We have left small corners of the grassed area, one hesitates to call it a lawn, to grow shaggy in the past but this year have gone the whole hog and have restricted ourselves to only keeping the paths we walk on trimmed. There is a particularly pernicious “weed” by name of Creeping Charlie that has been taking over the sodded grass that was laid after the extension was built and the septic tank replaced three or four years ago. Also known as ground ivy it is a member of the mint family and, yes you guessed, came to this continent with early settlers and liked what it found. We are a no spray garden in a no spray town and this stuff is almost impossible to get rid of without drastic measures so we are learning to like it. If you keep mowing then you just see the small flat leaves out competing the grass but left to run wild it puts up sheets of the most beautiful blue flowers that all the bees, native, bumble and honey, seem to find very much to their liking. It flowers pretty much at the same time as dandelions and is infinitely nicer so it stays and the yellow peril is encouraged to go elsewhere.

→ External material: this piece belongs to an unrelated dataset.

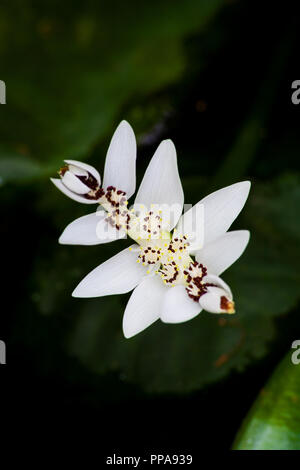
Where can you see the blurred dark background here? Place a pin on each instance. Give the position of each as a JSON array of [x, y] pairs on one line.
[[215, 77]]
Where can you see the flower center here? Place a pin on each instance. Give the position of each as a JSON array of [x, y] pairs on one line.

Meanwhile, the front garden where we are supposed to have “kerb appeal” according to people who believe what real estate agents tell them, has entered its season of serious scruffiness. It has magnolia, rowan and birch trees as well as some young dogwoods and a juvenile viburnum but in spring is bright with daffodills and a host of small blue spring flowers. At the moment the forget-me-not carpet is fading.  All those plants, loved by neighbours, need to replenish resources in their roots and so we leave them to it which means until July heat dries the leaves up it is going to stay scruffy so that next year we can enjoy spring again.

Lastly the viburnum bushes are in full and glorious flower. Lovely complex flowers that will give big sprays of red berries to feed birds, sometimes right though into the winter snows.